Dentro deste hectare, explica Antonio Marcos, 50% da área deve ser destinada para o algodão, que deve ser plantado em faixas de até 1 metro de largura, margeado por faixas com as culturas secundária (gergelim) e terciária (espécie alimentar da preferência do produtor, como abóbora, melancia, milho, açafrão, entre outras).
Em todas as etapas, a orientação é para o uso exclusivo de produtos não industrializados. No caso da adubação, os principais recursos são os resíduos animais e a compostagem de matéria orgânica. A calagem usa apenas calcário, pó de rocha e fosfato natural.
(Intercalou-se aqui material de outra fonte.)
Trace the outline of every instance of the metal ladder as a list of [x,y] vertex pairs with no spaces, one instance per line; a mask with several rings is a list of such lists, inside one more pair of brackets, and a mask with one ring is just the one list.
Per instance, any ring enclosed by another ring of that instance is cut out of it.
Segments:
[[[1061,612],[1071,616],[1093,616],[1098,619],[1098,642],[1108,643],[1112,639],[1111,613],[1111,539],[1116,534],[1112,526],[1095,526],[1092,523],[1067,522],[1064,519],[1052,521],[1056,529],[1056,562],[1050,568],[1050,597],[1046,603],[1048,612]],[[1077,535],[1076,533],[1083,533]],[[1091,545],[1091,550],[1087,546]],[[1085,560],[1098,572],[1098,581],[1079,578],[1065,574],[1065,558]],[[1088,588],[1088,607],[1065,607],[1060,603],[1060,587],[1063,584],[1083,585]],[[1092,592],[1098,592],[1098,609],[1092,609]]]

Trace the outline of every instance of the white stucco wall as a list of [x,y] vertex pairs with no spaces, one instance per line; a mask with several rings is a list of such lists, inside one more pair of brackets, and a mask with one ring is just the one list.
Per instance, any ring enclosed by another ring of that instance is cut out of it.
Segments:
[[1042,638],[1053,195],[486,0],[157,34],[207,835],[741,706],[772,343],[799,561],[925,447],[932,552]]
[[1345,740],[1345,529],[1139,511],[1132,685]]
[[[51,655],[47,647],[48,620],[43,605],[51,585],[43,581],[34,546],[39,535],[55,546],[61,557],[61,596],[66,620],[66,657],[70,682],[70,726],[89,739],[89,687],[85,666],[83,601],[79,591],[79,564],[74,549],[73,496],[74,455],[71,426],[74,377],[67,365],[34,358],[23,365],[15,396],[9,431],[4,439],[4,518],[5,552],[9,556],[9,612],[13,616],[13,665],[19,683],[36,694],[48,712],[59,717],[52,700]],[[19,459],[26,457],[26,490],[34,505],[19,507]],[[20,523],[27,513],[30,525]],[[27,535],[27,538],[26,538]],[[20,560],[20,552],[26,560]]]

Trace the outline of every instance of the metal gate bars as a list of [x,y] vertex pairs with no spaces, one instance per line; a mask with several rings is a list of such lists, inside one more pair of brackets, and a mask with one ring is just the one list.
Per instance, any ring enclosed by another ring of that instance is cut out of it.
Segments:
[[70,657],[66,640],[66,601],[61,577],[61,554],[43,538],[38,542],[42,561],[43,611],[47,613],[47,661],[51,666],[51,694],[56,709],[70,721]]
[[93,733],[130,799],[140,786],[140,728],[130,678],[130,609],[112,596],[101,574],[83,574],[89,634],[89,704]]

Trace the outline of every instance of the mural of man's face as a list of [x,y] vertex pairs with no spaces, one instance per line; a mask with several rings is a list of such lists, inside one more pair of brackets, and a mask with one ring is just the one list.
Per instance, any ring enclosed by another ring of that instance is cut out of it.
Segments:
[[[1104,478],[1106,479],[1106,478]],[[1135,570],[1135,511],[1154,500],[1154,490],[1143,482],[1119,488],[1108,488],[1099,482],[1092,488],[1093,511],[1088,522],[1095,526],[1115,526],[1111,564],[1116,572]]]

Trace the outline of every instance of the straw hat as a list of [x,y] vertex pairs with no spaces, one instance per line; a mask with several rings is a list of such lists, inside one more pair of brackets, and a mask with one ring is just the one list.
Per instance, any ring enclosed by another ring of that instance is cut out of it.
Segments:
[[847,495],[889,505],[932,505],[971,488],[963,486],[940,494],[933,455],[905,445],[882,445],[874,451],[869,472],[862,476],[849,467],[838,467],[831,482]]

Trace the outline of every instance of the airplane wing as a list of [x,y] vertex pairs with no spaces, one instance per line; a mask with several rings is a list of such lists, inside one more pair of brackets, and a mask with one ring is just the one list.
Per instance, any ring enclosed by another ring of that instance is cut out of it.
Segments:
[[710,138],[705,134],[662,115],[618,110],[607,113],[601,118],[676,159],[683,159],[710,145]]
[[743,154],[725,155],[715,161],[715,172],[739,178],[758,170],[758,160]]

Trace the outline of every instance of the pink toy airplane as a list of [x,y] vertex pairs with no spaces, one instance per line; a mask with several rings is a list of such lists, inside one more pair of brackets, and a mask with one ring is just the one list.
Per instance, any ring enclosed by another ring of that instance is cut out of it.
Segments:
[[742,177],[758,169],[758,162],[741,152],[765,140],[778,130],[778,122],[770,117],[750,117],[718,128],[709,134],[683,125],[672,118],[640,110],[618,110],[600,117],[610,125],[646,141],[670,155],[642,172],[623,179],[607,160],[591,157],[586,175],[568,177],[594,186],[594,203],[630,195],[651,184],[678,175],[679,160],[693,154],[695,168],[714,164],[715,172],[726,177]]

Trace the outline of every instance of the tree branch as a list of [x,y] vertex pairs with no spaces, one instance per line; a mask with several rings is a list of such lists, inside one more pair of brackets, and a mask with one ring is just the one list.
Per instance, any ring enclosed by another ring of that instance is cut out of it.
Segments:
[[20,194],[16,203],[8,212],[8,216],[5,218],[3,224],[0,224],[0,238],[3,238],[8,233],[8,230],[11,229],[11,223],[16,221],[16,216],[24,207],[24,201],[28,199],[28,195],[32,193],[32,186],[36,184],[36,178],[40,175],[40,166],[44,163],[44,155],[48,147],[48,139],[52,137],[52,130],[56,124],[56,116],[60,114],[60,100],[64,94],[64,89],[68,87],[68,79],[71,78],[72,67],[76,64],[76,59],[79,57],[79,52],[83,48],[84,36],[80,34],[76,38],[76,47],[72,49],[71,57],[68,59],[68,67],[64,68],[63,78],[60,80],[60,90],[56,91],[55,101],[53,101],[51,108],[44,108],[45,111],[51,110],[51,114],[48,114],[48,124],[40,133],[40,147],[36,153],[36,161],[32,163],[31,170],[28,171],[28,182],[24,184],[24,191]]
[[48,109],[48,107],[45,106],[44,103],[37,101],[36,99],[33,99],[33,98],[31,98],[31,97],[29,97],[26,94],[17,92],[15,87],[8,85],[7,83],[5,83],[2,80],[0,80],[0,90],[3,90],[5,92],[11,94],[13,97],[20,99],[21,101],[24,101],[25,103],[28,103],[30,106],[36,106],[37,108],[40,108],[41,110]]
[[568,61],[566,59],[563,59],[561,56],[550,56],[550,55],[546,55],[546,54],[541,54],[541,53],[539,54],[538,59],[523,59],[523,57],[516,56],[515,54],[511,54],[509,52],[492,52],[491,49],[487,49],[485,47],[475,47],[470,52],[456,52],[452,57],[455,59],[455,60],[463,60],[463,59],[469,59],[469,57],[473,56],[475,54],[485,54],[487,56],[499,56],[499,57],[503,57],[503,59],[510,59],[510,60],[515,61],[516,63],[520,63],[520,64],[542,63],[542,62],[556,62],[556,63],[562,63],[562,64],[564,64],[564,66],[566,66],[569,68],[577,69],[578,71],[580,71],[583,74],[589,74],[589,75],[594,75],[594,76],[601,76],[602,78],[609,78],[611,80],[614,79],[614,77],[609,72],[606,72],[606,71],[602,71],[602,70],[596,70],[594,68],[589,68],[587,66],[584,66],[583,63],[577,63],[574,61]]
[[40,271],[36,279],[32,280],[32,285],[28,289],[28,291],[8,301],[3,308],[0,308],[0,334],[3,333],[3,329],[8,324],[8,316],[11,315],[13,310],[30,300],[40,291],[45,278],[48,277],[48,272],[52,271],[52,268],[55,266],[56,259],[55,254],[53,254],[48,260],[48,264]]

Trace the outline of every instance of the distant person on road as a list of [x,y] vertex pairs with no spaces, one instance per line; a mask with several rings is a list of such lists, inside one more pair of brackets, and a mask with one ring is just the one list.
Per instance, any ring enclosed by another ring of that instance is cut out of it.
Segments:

E o controle de pragas envolve técnicas de diversificação de culturas e catação.
“Tem lugar que o algodão tá dando mais de 1 metro e meio de altura”, surpreende-se Haroldo Mendes Barbosa, produtor que está na mesma terra desde 1996 e nunca havia feito a correção do solo até então. “Acho que a grande vantagem é que foi feita essa adubação verde no solo. O solo tem que estar vivo pra planta ficar bonita.”
Garantia de alimentação saudável
A maior parte do trabalho foi desenvolvido já durante a crise sanitária provocada pelo coronavírus. “A pandemia foi um personagem importante nessa história”, conta Jessica Pedreira, assessora técnica do ISPN. “Em um cenário de perda de fonte de renda e agravamento da fome, o projeto contribuiu para o ganho de renda e para a segurança alimentar.”
Enquanto a produtividade do algodão cresceu três vezes nestes quase dois anos de práticas agroecológicas, espécies alimentares tiveram rendimento tão bom ou até melhor – há registros de que o açafrão tenha rendido até sete vezes mais.
“Eu plantei uma abóbora na minha área e ela deu mais de 13 quilos”, empolga-se o agricultor Josefino Ferreira dos Santos. “Achei tão bonita que fiquei olhando pra ela o dia todo, né?”
Para Haroldo Mendes Barbosa, o ganho na produção de algodão se tornou secundário: a principal vantagem é a diversidade de espécies alimentares, todas elas cultivadas “sem venenos”. A rotação de culturas tem ainda um efeito positivo de médio prazo, que é a melhoria da qualidade do solo. “A terra tem que ser viva, não adianta. Temos que deixar o solo melhor do que a gente encontrou”, filosofa o produtor.
Resgate da cultura do algodão
Tanto Gaspar quanto Haroldo têm a mesma memória da infância: o som das rodas de fiar. Uma tradição que se perdeu com o tempo, com motivações variadas, entre elas o ocaso da cultura do algodão na região, a industrialização do segmento têxtil e a baixa qualidade da matéria-prima (algodões trazidos de outros estados, produzidos em monocultura e com agrotóxicos, dão alergia nas fiandeiras).
Agora, elas, as fiandeiras, podem trabalhar com algodão sem veneno e se orgulhar de produzir com aquilo que é original de sua própria terra. Diva Maria dos Santos recorda com alegria de quando fiou com as próprias mãos os artigos de seu enxoval. Aprendeu o ofício com a mãe e já ensina a filha de 14 anos. “Quero que ela aprenda o fio, porque vai chegar o dia que não vou dar conta de fazer”, diz. “Ela gosta. É trabalhar para não deixar acabar [a cultura das fiandeiras].”